Dalam iklan-iklan susu kental manis juga ditampilkan bagaimana produk ini bisa dikonsumsi dengan cara dibuat minuman yang dilarutkan dalam air. Padahal susu kental manis hanya berfungsi sebagai campuran (filling dan topping) untuk makanan seperti kue, bukan untuk diminum layaknya susu segar maupun susu bubuk.
Kesalahan konten iklan ini bisa jadi berasal dari produsen, mungkin juga dari rumah produksi yang salah mengartikulasikan kandungan gizi.
Berbeda dengan Indonesia, dalam iklan-iklan susu kental manis di negara lain, kita tidak akan menemukan anak-anak sedang meminum segelas susu kental manis. Ada pula kesalahan yang cukup fatal dalam mengkomunikasikan produk susu kental manis kepada masyarakat, yaitu pada gambar pada label kemasan. Sebuah iklan justru sengaja memasang gambar anak sedang meminum segelas susu kental manis. Sehingga membuat konsumen percaya bahwa susu kental manis bisa disajikan dengan cara yang digambarkan pada kemasan .
Sayangnya, iklan dan cara marketing seperti ini nyatanya terbukti cukup ampuh menyihir masyarakat agar mau mengkonsumsi susu kental manis yang tidak sesuai peruntukannya.
Peran Akademisi
Apakah dengan kebijakan BPOM saat ini sudah efektif dan tepat?
Yang perlu menjadi perhatian adalah susu kental manis sudah terlanjur dianggap sebagai barang konsumsi yang bisa rutin diminum harian dan mengandung kandungan gizi layaknya susu normal. Adalah PR besar untuk mengubah anggapan tersebut.
Di sinilah peran akademisi perlu disorot. Sebagai kelompok masyarakat terdidik, akademisi memiliki kapasitas—bahkan otoritas—keilmuan dan sumber daya untuk mendorong inisiatif literasi gizi.
Di Indonesia, terdapat 45 perguruan tinggi yang membuka program D3 Gizi, 20 perguruan tinggi untuk D4 Gizi, dan 45 Perguruan Tinggi yang membuka S1 Gizi. Jika setiap tahun ada 100 ahli gizi yang diwisuda, artinya ada 11.000 ahli gizi yang lulus tiap tahunnya. Itu baru akademisi dengan bidang ilmu yang spesifik seperti gizi. Belum lagi akademisi/ahli dari bidang lain seperti dokter, bidan, dan tenaga kesehatan masyarakat lainnya yang memiliki kapasitas dalam mengedukasi masyarakat.

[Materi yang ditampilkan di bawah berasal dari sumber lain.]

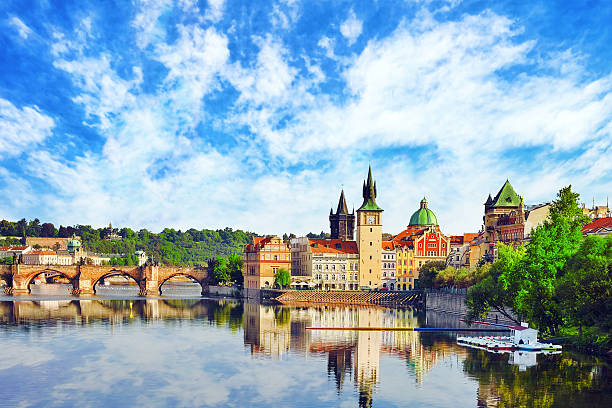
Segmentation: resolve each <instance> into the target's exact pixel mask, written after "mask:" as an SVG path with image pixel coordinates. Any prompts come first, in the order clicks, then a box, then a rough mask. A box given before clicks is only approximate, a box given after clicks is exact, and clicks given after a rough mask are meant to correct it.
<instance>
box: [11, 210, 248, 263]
mask: <svg viewBox="0 0 612 408" xmlns="http://www.w3.org/2000/svg"><path fill="white" fill-rule="evenodd" d="M114 231H115V232H116V233H117V234H118V235H119V236H120V237H121V238H120V239H105V238H106V237H108V236H109V235H110V233H111V232H113V231H111V230H110V228H108V227H105V228H93V227H92V226H91V225H75V226H67V227H64V226H62V225H60V227H59V228H55V226H54V225H53V224H52V223H42V224H41V223H40V220H39V219H38V218H36V219H34V220H31V221H26V220H25V219H21V220H19V221H17V222H11V221H7V220H2V221H0V236H5V237H22V238H25V237H26V236H27V237H59V238H68V237H71V236H72V235H73V234H75V235H77V236H80V237H81V240H82V244H83V245H84V246H85V248H87V250H89V251H91V252H95V253H103V254H126V255H133V254H134V252H136V251H138V250H142V251H145V252H146V254H147V256H149V257H150V259H151V260H152V261H153V262H155V263H159V264H164V265H178V266H187V265H195V266H197V265H201V266H204V265H207V263H208V260H210V259H211V258H215V257H217V256H221V257H223V256H225V257H227V256H229V255H231V254H234V253H242V252H243V251H244V246H245V245H247V244H250V243H251V242H252V241H253V237H255V236H257V234H255V233H252V232H248V231H242V230H235V231H234V230H232V229H231V228H224V229H218V230H211V229H202V230H196V229H194V228H191V229H188V230H186V231H181V230H175V229H173V228H165V229H164V230H162V231H161V232H159V233H153V232H151V231H149V230H147V229H141V230H140V231H134V230H132V229H130V228H127V227H125V228H120V229H114ZM0 243H4V244H6V245H15V244H17V242H15V239H14V238H13V239H6V240H3V241H2V242H0ZM112 262H115V263H117V264H121V262H124V263H125V262H132V263H133V262H134V260H133V259H132V260H130V259H127V258H118V259H114V260H112Z"/></svg>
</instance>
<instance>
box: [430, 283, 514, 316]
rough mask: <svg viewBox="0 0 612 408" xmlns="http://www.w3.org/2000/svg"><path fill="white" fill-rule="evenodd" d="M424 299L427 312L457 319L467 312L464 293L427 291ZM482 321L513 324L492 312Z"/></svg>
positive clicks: (466, 306)
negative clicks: (456, 317) (453, 316)
mask: <svg viewBox="0 0 612 408" xmlns="http://www.w3.org/2000/svg"><path fill="white" fill-rule="evenodd" d="M425 297H426V300H425V308H426V310H427V311H430V310H431V311H436V312H443V313H450V314H453V315H457V316H458V317H464V316H465V315H466V314H467V312H468V307H467V305H466V304H465V291H433V290H427V291H426V292H425ZM484 320H488V321H491V322H499V323H511V324H515V322H513V321H512V320H510V319H508V318H507V317H505V316H504V315H502V314H501V313H499V312H496V311H493V310H491V311H490V312H489V314H488V315H487V317H486V319H484Z"/></svg>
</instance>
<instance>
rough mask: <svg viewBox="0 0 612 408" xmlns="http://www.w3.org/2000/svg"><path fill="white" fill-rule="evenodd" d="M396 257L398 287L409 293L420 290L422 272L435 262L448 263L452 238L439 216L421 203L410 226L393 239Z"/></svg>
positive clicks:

Kenyataannya tidak demikian. Jumlah lulusan ilmu kedokteran/kesehatan tidak berbanding lurus dengan tingkat literasi gizi di masyarakat.
Pernah satu waktu seorang kawan bertanya ke salah seorang warga yang memberikan susu kental manis anaknya yang masih balita. Padahal sang kawan sudah mencoba menginformasikan fungsi susu kental manis yang sebenarnya.
Jawaban si warga: “Bu, bidannya saja mengizinkan kok”.